Stock Service Pistol (SSP). This is the most popular category in the game by far, and has been since IDPAs inception. It encompasses double action semiautomatics of the traditional style, double action only autos, and the Safe Action Glock, which is the single most popular brand in the category. Calibers may be 9mm Parabellum and up.
Custom Defense Pistol (CDP). This is the home of the classic Cooper gun, the single action, cocked and locked 45 auto. Maximum magazine capacity allowed is eight rounds. A minimum power floor of performance is required that is roughly equivalent to 45 ACP hardball. Shooters with single stack, double-action 45 autos often compete against the single actions in CDP because in SSP, an eleven-shot stage may require them to reload but not the contestant with an 11-shot pistol.
Enhanced Service Pistol (ESP). This category is for single action auto pistols, caliber 9mm and larger. Originally intended for the classic Browning Hi-Power, it tends to be dominated by 9mm, 38 Super, and 40 S&W guns in the 1911 format. It is also the home of the popular Springfield Armory XD, determined by BATF to be a single-action semiautomatic. No more than 10 rounds per magazine, and no more than 11 rounds in the gun to start.
Stock Service Revolver (SSR). Minimum 38 Special caliber, maximum four-inch barrel length, and firing a rimmed cartridge inserted with speedloaders instead of moon clips. A review of such electronic gun boards as www.smith-wessonforum.com show that an amazing number of people carry four-inch service revolvers concealed daily for self-defense, and more keep them as home defense guns. This is the place to test skill with them. It generally takes a +P 38 load to make the power factor, a minimum figure of 125,000 when velocity is multiplied by bullet weight, the same power floor as in SSP and ESP. The revolver cannot be loaded with more than six rounds at any time.
Enhanced Service Revolver (ESR). When SSR encompassed any six-gun 38-caliber and up, the Smith & Wesson Model 625 revolver kicked butt. That was because it could fire round nose 45 ACP ammo in moon clips, which went into the gun faster than any speedloader could insert rimmed cartridges. Once again, the goal was to level the playing field: these moon clip guns were moved into their own category, ESR. The 625 is still the gun to beat there.
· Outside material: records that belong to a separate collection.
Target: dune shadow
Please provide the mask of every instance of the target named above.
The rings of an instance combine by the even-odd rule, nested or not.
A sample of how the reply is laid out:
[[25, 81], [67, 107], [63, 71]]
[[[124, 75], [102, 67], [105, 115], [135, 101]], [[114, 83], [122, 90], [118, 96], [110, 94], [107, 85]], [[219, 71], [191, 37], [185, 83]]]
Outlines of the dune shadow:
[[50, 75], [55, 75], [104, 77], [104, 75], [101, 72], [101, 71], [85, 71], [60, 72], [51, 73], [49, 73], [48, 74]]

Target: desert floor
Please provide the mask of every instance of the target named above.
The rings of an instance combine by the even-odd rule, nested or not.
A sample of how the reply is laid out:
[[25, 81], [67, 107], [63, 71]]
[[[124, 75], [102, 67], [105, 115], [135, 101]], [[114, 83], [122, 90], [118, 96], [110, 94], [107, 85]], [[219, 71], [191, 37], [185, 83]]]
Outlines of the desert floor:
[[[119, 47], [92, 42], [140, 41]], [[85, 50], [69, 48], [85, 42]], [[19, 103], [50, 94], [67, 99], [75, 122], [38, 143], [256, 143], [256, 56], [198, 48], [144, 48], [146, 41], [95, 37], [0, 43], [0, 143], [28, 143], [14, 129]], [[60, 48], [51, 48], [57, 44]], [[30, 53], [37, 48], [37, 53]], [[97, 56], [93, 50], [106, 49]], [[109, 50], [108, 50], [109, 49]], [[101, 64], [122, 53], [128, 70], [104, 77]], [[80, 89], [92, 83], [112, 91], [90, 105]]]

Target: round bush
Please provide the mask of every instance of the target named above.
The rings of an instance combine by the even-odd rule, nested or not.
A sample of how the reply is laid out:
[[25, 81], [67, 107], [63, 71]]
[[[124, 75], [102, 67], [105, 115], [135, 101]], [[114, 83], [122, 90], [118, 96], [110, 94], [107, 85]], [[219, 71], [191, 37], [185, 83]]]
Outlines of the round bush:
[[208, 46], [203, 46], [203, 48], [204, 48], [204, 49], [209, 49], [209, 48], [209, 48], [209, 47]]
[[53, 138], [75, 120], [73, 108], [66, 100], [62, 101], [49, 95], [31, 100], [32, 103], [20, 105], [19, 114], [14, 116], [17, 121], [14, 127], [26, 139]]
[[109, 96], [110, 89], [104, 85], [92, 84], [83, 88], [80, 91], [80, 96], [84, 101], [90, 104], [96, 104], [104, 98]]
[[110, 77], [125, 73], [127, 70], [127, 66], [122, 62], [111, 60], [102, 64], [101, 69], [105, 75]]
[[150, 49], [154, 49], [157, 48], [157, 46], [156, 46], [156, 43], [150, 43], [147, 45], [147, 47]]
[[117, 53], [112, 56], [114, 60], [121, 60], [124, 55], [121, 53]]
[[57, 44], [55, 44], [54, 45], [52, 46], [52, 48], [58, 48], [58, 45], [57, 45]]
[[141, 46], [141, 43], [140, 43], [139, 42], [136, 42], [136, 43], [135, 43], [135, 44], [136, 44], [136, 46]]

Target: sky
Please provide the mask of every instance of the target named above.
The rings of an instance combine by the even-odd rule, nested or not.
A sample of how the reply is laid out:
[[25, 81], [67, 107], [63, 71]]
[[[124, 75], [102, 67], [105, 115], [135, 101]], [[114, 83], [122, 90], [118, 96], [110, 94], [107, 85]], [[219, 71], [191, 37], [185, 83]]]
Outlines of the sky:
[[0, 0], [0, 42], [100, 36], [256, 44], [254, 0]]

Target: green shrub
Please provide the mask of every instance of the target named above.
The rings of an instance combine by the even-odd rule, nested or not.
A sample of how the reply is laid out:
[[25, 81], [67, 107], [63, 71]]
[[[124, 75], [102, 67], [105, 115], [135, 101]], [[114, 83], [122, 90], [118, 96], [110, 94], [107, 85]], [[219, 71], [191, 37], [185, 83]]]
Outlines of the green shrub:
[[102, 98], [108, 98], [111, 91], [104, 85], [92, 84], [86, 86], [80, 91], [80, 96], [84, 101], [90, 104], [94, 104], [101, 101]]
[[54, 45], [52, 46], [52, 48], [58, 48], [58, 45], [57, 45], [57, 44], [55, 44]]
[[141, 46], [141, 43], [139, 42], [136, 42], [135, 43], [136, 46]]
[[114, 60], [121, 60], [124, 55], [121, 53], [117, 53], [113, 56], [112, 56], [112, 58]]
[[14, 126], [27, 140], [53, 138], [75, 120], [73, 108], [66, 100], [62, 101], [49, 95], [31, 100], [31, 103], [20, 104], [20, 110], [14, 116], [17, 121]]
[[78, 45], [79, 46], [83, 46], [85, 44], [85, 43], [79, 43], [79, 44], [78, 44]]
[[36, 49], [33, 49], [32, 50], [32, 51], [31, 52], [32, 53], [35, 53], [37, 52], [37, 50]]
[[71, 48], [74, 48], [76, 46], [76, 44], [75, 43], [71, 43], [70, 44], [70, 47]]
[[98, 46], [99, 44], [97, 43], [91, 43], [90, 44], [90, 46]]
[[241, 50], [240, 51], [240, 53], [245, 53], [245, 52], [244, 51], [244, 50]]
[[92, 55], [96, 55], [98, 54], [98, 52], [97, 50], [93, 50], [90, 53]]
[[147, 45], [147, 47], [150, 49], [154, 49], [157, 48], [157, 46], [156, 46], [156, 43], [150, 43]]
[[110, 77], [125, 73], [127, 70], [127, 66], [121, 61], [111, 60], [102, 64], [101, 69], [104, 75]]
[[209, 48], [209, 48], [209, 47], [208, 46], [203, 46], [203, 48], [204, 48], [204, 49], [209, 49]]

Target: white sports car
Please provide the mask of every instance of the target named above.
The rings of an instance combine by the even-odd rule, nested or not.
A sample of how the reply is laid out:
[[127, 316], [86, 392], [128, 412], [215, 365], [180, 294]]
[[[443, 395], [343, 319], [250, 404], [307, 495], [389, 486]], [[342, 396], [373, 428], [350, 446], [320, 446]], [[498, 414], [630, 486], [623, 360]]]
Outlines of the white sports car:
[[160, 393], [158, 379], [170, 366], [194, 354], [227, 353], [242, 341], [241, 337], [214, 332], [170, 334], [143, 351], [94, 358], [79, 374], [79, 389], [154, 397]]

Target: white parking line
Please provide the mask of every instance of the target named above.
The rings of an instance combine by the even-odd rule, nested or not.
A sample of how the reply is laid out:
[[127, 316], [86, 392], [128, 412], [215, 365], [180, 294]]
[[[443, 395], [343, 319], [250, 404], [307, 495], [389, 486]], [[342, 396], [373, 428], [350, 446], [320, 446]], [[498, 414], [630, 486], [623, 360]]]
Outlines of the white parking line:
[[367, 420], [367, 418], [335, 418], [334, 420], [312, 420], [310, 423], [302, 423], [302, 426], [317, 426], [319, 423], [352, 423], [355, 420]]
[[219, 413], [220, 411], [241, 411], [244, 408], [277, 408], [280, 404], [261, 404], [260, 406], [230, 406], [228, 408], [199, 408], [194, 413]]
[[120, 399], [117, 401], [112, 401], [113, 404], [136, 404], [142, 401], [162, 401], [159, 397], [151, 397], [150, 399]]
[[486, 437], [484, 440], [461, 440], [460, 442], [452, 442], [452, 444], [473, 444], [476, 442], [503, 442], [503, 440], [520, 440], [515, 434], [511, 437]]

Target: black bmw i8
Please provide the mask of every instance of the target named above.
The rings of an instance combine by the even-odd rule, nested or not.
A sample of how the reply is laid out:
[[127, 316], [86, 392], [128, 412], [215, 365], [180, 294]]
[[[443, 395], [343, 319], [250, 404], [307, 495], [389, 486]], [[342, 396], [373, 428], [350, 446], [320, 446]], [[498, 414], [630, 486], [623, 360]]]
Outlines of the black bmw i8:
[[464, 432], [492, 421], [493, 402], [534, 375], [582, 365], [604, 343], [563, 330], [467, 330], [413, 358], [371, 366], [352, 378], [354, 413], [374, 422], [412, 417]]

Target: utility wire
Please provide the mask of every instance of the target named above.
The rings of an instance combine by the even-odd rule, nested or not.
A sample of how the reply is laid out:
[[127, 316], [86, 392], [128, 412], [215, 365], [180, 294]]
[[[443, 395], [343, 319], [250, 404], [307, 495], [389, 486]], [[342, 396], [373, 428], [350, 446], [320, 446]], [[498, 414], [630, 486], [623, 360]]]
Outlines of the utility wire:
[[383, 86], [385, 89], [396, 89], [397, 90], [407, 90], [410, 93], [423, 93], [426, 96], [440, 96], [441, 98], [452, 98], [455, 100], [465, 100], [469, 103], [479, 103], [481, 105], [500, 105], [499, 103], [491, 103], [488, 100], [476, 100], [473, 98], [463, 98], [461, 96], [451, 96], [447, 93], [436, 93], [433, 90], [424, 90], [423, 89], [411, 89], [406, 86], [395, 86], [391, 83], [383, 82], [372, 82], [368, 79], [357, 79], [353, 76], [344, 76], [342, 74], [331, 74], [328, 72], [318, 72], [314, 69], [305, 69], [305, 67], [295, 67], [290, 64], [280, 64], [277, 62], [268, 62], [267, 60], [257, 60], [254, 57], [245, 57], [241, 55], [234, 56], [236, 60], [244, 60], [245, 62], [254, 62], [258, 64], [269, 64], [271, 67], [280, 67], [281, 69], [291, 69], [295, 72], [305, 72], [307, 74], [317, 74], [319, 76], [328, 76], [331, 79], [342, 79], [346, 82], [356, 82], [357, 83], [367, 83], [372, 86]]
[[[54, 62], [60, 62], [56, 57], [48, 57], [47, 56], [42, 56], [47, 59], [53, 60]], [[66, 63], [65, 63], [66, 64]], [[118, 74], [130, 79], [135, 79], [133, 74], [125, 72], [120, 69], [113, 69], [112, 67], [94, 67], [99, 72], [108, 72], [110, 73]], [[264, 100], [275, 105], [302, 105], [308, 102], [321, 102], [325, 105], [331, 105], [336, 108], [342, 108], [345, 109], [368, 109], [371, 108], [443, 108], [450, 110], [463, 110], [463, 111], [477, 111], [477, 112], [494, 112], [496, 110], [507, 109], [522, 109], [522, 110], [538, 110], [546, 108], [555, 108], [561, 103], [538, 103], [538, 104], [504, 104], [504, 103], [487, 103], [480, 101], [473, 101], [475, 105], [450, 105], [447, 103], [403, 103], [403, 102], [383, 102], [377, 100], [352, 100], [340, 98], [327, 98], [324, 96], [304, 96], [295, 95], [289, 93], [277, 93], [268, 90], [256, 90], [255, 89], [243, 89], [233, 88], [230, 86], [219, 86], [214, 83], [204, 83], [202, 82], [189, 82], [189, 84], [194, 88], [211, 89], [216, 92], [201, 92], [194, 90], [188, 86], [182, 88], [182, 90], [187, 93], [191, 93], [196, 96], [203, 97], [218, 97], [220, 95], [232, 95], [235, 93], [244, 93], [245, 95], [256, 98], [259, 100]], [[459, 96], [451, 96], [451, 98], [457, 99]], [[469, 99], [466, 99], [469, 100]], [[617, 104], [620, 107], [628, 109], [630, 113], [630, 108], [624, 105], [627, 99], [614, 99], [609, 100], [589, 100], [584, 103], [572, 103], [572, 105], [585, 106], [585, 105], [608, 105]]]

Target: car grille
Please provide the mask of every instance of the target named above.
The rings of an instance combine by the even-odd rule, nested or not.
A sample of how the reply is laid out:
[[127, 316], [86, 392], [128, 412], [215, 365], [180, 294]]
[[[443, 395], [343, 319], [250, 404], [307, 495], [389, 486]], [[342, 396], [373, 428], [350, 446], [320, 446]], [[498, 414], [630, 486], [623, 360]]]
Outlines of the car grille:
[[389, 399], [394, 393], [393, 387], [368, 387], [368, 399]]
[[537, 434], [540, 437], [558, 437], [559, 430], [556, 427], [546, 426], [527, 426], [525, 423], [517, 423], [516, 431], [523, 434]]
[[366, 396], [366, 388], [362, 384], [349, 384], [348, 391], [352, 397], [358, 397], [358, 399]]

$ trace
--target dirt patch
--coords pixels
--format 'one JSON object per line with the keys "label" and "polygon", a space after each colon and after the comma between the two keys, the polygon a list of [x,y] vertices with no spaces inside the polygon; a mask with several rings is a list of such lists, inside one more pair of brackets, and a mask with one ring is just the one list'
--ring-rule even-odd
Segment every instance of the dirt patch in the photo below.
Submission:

Earlier, I said there was arguably a sixth category. That arguable category is Back-Up Gun (BUG). There are side matches for these guns, most notably at the National Championships where last year Smith & Wesson provided the Model 640-1 snub-nosed J-frame revolvers that were used in the competition. I shoot IDPA in a lot of places, though, and only one venue has regular BUG stages, and those are usually factored out of the main competition.
A pity, because the two-inch 38 revolver and the small pocket-size auto pistol, the guns that the BUG concept were built around, are perhaps the most popular carry guns out there, yet are not truly represented in mainstream IDPA competition. I for one would like to see it come into its own as a full-fledged gun competition category awarded the same respect as the big autos and revolvers are in IDPA.
Like real life, IDPA forces you to shoot from less than ideal positions. Here former national champ Tom Yost has to take one foot completely off the ground to get a shot at his last opponent at New England Regional Championships, 2007.